HELENA — An advocacy organization and state officials are now involved in a legal battle over whether people committed to the Montana State Hospital should be allowed to vote.
Earlier this month, Disability Rights Montana joined in a lawsuit, arguing that many patients at the hospital met the legal requirements to vote but have been “systematically disenfranchised.”
In their complaint, the organization alluded to long-running concerns about patient safety and staffing at MSH, and said patients deserve to have a voice in electing officials who oversee the facility.

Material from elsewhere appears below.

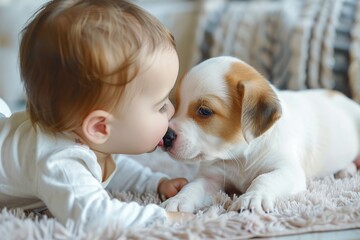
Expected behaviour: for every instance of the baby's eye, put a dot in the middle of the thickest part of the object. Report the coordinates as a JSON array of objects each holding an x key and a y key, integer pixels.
[{"x": 163, "y": 108}]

“Voting allows any qualified elector to have a seat at the table and have a say in our state’s policies,” said Tal Goldin, Disability Rights Montana’s director of advocacy and attorney for the plaintiffs, in a news release. “Voting is one of the only powers patients at the State Hospital have to influence the most private decisions about their lives, including who they associate with, where they live, and what happens to their bodies. People with disabilities who meet all legal requirements to vote deserve the same opportunity to have their voices heard as any other Montana citizen.”
The Montana State Hospital, located in Warm Springs, near Anaconda, provides psychiatric treatment to people with serious mental illness.

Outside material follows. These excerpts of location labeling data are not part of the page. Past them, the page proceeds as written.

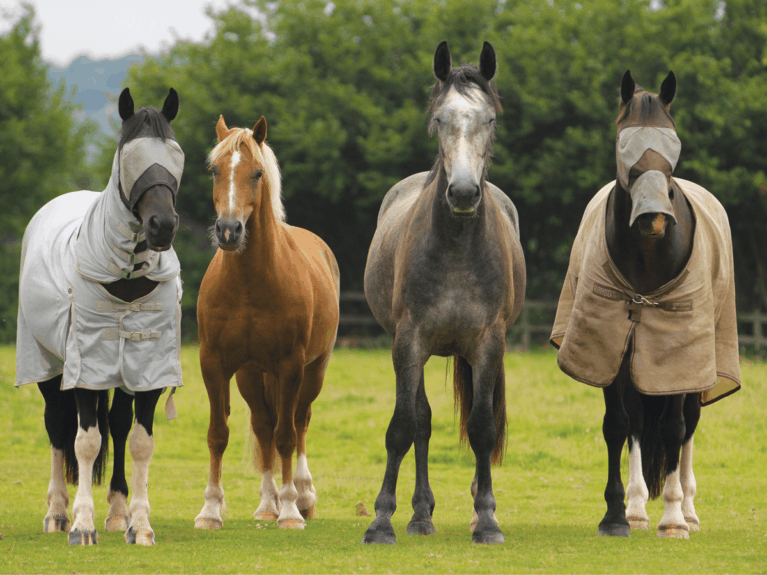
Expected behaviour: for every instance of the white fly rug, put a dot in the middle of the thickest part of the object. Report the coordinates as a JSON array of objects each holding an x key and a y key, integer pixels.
[
  {"x": 684, "y": 335},
  {"x": 69, "y": 324}
]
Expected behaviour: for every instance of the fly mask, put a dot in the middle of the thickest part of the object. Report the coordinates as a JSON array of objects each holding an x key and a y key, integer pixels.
[{"x": 649, "y": 193}]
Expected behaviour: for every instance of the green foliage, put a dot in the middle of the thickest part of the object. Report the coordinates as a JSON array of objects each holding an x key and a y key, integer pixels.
[
  {"x": 43, "y": 150},
  {"x": 549, "y": 491}
]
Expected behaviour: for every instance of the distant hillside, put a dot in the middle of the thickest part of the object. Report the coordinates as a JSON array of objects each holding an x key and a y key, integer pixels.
[{"x": 95, "y": 81}]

Some have been committed to the hospital through a civil procedure, while others have been sent there for treatment as part of a criminal sentencing.
The Montana Constitution says that people are not qualified to vote if they’re “serving a sentence for a felony in a penal institution” or “of unsound mind, as determined by a court.”
The state has interpreted that to mean that people convicted of felonies can vote when on parole, probation or deferred sentence, but not when they’re in a correctional facility or the state hospital.
A patient at MSH, committed there after being sentenced for a felony, filed suit after he attempted to register to vote in Anaconda-Deer Lodge County and the county elections administrator rejected his application.
In the suit, plaintiffs argued the state hospital is not a “penal institution,” and that people committed there should not be assumed to be “of unsound mind” unless a court specifically determines that.
The complaint said this patient’s right to vote and “the voting rights of all involuntarily committed individuals at the Hospital who otherwise meet the qualifications to vote — convicted felons or not — are in jeopardy unless the Court declares their rights as requested herein.”
A district court judge issued a temporary restraining order, allowing the plaintiff to register to vote.
However, Attorney General Austin Knudsen’s office announced Tuesday that he had issued a binding legal opinion, stating that people convicted of a felony and placed at MSH are not eligible to vote.
Knudsen argued that those criminally committed to the hospital are only held as long as their maximum prison sentence, earn time served while in the facility and can be sent to another correctional facility with no change in their status.
“All of these indicia show that when a person is at MSH, they are as a practical matter, ‘serving a sentence for a felony in a penal institution’ even if they are primarily receiving medical treatment while they are at MSH,” Knudsen wrote.
Knudsen argued that the constitution guarantees people in state institutions don’t have fewer rights than others in similar situations because of their mental illness, but that allowing this group to vote would essentially give them more rights than others convicted of the same crimes.
An attorney general’s official opinion has the weight of law unless it is overruled by a court.
Knudsen’s office also filed a motion seeking to overturn the temporary restraining order.
“The law is clear, convicted felons lose their right to vote while they are serving their sentence,” Knudsen said in a statement. “Serving time at Warm Springs while being treated for mental illness does not restore that right.”